Ca serait intéressant un dossier sur le contrôle parental des smartphones avec les bonnes pratiques je trouve.
Le 27/12/2024 à 13h56
On utilise Qustodio, qui est moins pratique pour les applis, mais permet de mettre aussi l'ordi sur le même contrôle, et marche bien mieux sur la localisation (la localisation pour les mineurs, c'est quand même un gros soulagement quand en plus ils ont une certaine autonomie et beaucoup d'activités)
Le 20/12/2024 à 11h21
C'est avant tout un signe de respect, de confiance envers l'autre mais surtout le plus important: c'est qu'on peut être avec quelqu'un, même marié(e) , on a toujours le droit de garder son petit espace personnel, son jardin secret, une partie de sa vie qui reste privée à soi, sans devoir rendre des comptes à 100% de ce que l'on fait ou des gens qu'on peut côtoyer ou à qui on peut parler.
Enfin, moi je le vois plutôt comme ça... Évidemment ça doit marcher dans les 2 sens (des conjoints).
Le 21/12/2024 à 13h14
Le hic c’est que ça marche bien comme ça jusqu’au jour où ça ne marche plus. J’ai vu assez de couples « parfaits » se déchirer pour me laisser attendrir. Et dans ce déchirement c’est pas toujours joli joli ce qui se passe.
Je suis un terroriste de l’intimité. Aussi bien pour moi que pour les autres. Je me refuse par principe à reluquer ce que font les autres. Et je ne supporte pas qu’ils viennent renifler mes plate bandes. Aussi je prends également soin de refuser qu’ils partagent avec moi ou que je partage avec eux les moyens d’accès à ce qui est de la sphère personnelle. Ça évite certains malentendus. On vit très bien avec ça.
Le 25/12/2024 à 12h00
Pareil...
Après, il y a aussi le cas "open relationship", qui peut être un peu challenging... surtout pour ceux qui sont mariés... mais ça peut pimenter aussi...
Le 27/12/2024 à 13h54
En fait, on partage aussi la position avec nos enfants et eux le font aussi.
Je ne crois pas qu'on en abuse.
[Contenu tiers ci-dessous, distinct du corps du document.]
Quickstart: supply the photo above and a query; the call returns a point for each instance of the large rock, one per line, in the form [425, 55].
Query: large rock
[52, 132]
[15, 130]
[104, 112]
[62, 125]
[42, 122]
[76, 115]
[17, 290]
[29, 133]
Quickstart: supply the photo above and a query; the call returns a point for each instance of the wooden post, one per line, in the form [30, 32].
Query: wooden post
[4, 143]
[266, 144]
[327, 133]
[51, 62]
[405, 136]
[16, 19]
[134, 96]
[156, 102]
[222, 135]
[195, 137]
Ca sert surtout à jeter un oeil quand ils sont sur le retour pour voir où ils en sont au lieu de risquer de les appeler pendant qu'ils conduisent ou travaillent. En gros ça sert une fois par semaine au max.
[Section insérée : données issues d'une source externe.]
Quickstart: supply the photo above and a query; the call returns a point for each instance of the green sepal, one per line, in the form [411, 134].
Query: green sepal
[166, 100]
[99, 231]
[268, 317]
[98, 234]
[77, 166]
Pour le reste, on a le même compte en banque, un seul compte amazon, la même adresse email ...
Modifié le 01/01/2025 à 07h07
Pour le compte en banque commun c'est bien mais pas toujours suffisant dans certains cas.
Je l'ai réalisé trop tard. Dans ce cas précis ici: si un des conjoints ne travaille pas, c.a.d en restant au foyer et bien c'est important de lui verser un "salaire", un revenu mensuel, de l'argent dont l'utilisation sera exclusivement personnelle et celui ou celle qui a versé n'aura pas de droit de regard ou de commentaire à faire sur l'utilisation.
Pourquoi ? car une personne n'a pas de revenu propre dans le couple, finit toujours par culpabiliser un peu à s'en servir pour se plaisir, des envies perso (une RTX 4090 !!) sachant qu'il y a une complète visibilité des dépenses sur un compte commun.
Donc lui ménager un petit espace liberté et de confort dans ce cas particulier.